Strona:Henryk Ibsen - Wybór dramatów.djvu/579

Ta strona została skorygowana.
SCENA CZWARTA.
HEDDA, po chwili TESMAN, wchodzi zmęczony, na palcach i chce zajrzeć przez firanki.

HEDDA (nie odwracając oczu od pieca). Dzień dobry.
TESMAN (zbliża się). Ależ na Boga, Heddo! (Zwracając się ku niéj). czemu wstałaś tak rano?
HEDDA. Rzeczywiście, wstałam niezwykle rano.
TESMAN. A ja byłem pewny, że śpisz jeszcze.
HEDDA. Nie mów tak głośno, pani Elvsted śpi w moim pokoju.
TESMAN. Więc pani Elvsted tu nocowała.
HEDDA. Nikt po nią nie przyszedł.
TESMAN. No tak.
HEDDA (zamyka drzwiczki od pieca i podnosi się). Dobrzeście się bawili u radcy?
TESMAN. Nie byłaś niespokojną o mnie?
HEDDA. Ani mi to przez myśl nie przeszło. Ale pytam, czyś się dobrze bawił?
TESMAN. Czemużby nie, raz wypadkowo... Najlepiéj jednak bawiłem się z początku.
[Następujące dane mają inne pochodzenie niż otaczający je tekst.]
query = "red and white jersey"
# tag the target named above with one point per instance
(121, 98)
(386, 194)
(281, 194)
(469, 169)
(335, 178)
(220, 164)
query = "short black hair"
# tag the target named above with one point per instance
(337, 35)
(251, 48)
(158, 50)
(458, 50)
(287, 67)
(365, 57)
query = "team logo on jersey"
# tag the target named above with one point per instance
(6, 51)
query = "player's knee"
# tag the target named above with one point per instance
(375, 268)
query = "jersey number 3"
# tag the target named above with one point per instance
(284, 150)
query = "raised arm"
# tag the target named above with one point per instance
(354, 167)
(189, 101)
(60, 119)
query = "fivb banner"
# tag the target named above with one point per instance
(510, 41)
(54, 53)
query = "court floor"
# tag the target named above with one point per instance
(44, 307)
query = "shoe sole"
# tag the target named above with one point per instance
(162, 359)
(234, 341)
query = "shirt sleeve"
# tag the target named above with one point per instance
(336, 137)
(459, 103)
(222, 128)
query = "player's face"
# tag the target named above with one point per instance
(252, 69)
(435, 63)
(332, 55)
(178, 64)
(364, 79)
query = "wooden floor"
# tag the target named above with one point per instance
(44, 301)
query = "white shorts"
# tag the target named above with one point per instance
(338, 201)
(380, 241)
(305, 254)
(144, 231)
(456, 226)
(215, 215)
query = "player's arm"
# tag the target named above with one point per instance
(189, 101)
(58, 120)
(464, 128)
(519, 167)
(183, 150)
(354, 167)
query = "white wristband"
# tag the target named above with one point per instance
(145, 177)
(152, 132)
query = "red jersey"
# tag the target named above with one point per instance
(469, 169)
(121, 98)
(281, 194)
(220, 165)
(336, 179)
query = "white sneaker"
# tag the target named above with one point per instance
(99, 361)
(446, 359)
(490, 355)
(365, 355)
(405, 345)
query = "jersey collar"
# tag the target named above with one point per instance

Eilert czytał mi swój rękopism. Wyobraź sobie, przyszliśmy przynajmniéj o godzinę za wcześnie, Brack dawał jeszcze jakieś rozporządzenia, więc Eilert czytał.
HEDDA (siada po prawéj stronie stołu). No, opowiadaj mi.
TESMAN (siada na taburecie przy piecu). Nie możesz sobie, Heddo, wyobrazić, co to za dzieło! To najważniejsza książka, jaką napisano. Pomyśl tylko.
HEDDA. Tak, ale to mnie wcale nie zajmuje.
TESMAN. Muszę ci wyznać, Heddo, że kiedy on czytał — owładnęło mną brzydkie uczucie.
HEDDA. Brzydkie uczucie?
TESMAN. Zazdrościłem Eilertowi, że był w stanie taką rzecz napisać. Pomyśl tylko, Heddo.
HEDDA. Rozumiem.
TESMAN. A przytém wiedziéć, że przy tak wielkich zdolnościach, jest on, niestety, niepoprawnym.
HEDDA. Chcesz powiedziéć, że posiada więcéj sił żywotnych niż inni.
TESMAN. Mój Boże, nie potrafi nigdy utrzymać miary w użyciu.
HEDDA. I cóż tam było w końcu?
TESMAN. Zdaje mi się, że tam było coś na kształt bachanalii, Heddo.
HEDDA. Czy miał wieniec z winogradu?